The Trouble with Tribbles: Why Dumb Data Multiplies Like Bunnies

I’ve been reading a lot of sci-fi lately, mixed with books about data, which got me thinking about how dumb data is, what the costs of stupid data are, and how smarter data could lower our information costs: for access, for development, and for maintenance.

Why Data are like Tribbles

In a classic original Star Trek episode, The Trouble with Tribbles, a gerbil-like organism is reproducing. (You can see 3 minutes of it here, courtesy of CBS.) Tribbles aren’t that smart (cute, but not smart), and they don’t live long, but they multiply and cause problems. While our data doesn’t multiply at the same rate, I’m more surprised than ever at just how many copies of the data there are inside the enterprise, and it certainly lives a long time.
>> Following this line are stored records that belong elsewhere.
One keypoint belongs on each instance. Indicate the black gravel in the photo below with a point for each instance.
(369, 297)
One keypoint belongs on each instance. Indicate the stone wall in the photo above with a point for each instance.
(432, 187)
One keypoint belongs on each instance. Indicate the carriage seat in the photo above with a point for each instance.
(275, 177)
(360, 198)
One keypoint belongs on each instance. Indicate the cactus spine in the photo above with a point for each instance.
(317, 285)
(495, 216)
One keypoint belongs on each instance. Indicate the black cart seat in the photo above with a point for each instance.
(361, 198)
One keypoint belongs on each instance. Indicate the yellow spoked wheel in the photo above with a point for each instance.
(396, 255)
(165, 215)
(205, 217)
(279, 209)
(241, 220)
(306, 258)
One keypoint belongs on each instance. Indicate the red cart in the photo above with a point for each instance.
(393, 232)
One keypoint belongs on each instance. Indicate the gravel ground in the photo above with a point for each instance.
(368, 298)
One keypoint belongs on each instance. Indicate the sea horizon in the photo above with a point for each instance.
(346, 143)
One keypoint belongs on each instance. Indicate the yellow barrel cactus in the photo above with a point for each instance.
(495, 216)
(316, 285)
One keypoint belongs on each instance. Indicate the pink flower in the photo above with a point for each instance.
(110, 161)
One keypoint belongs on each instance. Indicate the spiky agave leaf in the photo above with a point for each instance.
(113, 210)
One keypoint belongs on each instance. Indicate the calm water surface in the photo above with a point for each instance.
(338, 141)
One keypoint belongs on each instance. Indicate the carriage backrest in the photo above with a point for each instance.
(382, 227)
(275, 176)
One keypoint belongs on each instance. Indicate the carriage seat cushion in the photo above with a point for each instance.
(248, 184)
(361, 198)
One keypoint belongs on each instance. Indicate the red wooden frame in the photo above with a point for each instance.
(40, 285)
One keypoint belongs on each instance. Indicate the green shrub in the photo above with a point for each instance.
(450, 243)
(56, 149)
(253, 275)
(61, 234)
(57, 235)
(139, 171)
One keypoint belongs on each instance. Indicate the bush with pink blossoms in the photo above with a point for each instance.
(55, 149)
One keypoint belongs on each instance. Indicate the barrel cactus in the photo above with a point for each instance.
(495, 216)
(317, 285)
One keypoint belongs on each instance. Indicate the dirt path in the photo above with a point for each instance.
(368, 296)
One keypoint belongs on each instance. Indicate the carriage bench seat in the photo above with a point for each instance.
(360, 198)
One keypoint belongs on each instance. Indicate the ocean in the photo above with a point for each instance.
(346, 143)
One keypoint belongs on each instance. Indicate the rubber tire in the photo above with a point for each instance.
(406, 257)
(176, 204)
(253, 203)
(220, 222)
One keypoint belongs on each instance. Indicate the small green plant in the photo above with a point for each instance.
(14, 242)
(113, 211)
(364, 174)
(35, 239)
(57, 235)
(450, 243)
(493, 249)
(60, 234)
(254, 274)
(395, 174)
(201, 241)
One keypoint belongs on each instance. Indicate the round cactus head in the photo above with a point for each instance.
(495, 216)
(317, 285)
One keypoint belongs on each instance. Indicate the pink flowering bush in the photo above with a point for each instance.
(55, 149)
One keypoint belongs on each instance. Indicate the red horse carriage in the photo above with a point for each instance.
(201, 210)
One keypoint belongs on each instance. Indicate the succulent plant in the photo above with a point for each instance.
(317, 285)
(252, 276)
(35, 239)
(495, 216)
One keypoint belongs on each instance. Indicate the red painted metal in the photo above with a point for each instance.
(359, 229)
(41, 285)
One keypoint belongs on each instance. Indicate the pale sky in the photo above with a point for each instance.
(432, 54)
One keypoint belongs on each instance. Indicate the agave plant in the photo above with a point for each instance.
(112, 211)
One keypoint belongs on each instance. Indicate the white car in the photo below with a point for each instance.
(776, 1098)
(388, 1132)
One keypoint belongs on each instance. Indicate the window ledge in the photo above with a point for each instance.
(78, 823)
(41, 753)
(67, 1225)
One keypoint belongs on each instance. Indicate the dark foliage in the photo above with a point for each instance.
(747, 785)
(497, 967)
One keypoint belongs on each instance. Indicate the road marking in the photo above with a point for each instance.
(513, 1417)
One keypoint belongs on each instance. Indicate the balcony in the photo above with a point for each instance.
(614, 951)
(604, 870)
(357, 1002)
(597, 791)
Backups, sure, those make sense. Data warehouses, arguably a necessary evil. Let’s back those up. Data marts and operational data stores, well, ok, since we’re going in this direction, and there’s processing that just has to be done on our data to run a real-time enterprise. Our own personal copies? We have to personalize the data, massage it a little more. In Excel. And its presentation, too. In PowerPoint. Let’s back those up too.

The Marginal Cost of a Copy? It’s not zero.

We’re on a slippery slope. We each can argue the absolute necessity of the different pieces. Heck, our jobs depend on some of those pieces! Business speed matters. Disk is cheap. The marginal cost of a digital copy is close to zero. But to be absolutely clear, the marginal cost of a digital copy is greater than zero. There are costs, some direct, some hidden, but definitely real costs, and they may be greater than we suspect. It’s not just disk, it’s that the copies we make are each less likely to reflect the ground truth of the data. It’s the increasing ambiguity of the data, and our inability to find what we should be using in the first place, that keeps cost mounting. The data isn’t just more difficult to find because there are copies, it’s more difficult to use…because there are copies.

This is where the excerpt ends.